Multi-Agent Systems (MAS) has grown into an interdisciplinary field that includes various tracks and embraces many previously disparate research areas. Particularly, multi-agent coordination, a sub-area of MAS, investigates how multiple intelligent computational agents work together to achieve high-level goals beyond the capabilities of single agents. Many different approaches have been investigated, such as the partially observable Markov decision process (POMDP), task structure analysis, coordination communication protocols, game theory, synergy, etc. Collaboration Technologies and Systems (CTS) have evolved significantly as well. These tend to investigate the design and development of effective environments or tools that help human users work together in a distributed collaborative, possibly virtual, fashion. Some notable examples of CTS include Collaboratories, collaborative design/editing, and on-line collaboration tools and environments. CTS is beginning to address the challenges of supporting coordinated, purposive activities. MAS is still facing challenges of scaling to large numbers of entities and real-world tasks (see, for example, James Hendler's inquiry, “where are all the intelligent agents?"1).
This workshop will explore potential overlap between CTS and MAS, and coordination because they share a common ground: how multiple entities - intelligent agents or humans alike - work together to carry out potentially related tasks. We will ask questions of whether and how to design and develop collaboration systems, promoting coordinated human activity, could be enhanced by incorporating insights from MAS. Collaboration technologies embody practical considerations from the human users' points of view, allowing users to ignore how the underlying (agent) infrastructure is implemented. Meanwhile, MAS/coordination investigates intelligent agents’ underlying algorithms and mechanisms and, in some cases, how artificial agents can interact with people as peers. Conversely, intelligent agents will not see significant acceptance, nor will they be able to manage the complexity and knowledge-intensity of meaningful practical applications, without developing some understanding of how to make effective use of human contributions throughout the specification, execution, evaluation, and refinement stages of the software lifecycle.

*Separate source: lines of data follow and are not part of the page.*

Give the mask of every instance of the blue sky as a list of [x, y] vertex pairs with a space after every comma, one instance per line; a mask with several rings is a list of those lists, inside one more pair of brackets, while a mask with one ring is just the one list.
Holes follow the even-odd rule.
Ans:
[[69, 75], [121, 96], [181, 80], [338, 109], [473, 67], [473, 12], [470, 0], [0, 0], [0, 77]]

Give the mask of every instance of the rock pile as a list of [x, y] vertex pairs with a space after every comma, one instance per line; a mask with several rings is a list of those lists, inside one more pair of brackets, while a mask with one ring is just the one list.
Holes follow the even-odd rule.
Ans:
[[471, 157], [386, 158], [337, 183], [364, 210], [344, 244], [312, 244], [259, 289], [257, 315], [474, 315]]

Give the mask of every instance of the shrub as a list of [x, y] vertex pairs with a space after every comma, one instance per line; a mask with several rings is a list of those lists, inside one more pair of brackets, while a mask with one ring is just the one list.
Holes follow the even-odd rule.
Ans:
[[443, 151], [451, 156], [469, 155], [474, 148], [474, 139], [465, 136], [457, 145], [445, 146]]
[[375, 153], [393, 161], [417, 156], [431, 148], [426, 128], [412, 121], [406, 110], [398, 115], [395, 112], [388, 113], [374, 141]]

This workshop solicits papers that discuss issues underpinning overlaps between MAS and CTS, possible advantages/disadvantages of hybrids between them for designing and developing modern distributed collaborative software systems, and research and/or real-world experience and/or applications and/or lessons learned that involve both CTS and MAS. That is, any paper that addresses both CTS and MAS, preferably in one or a set of applications that share similar underlying research challenges, is of special interest to this workshop. An example could be: the design and development of a collaboration environment (i.e., a distributed planning tool) that enables multiple heterogeneous, human experts and agents to work in combination across complex computer networks on courses of actions in response to cyber attacks. Another example might be systems or interfaces supporting the division of labor between CTS and MAS elements during execution.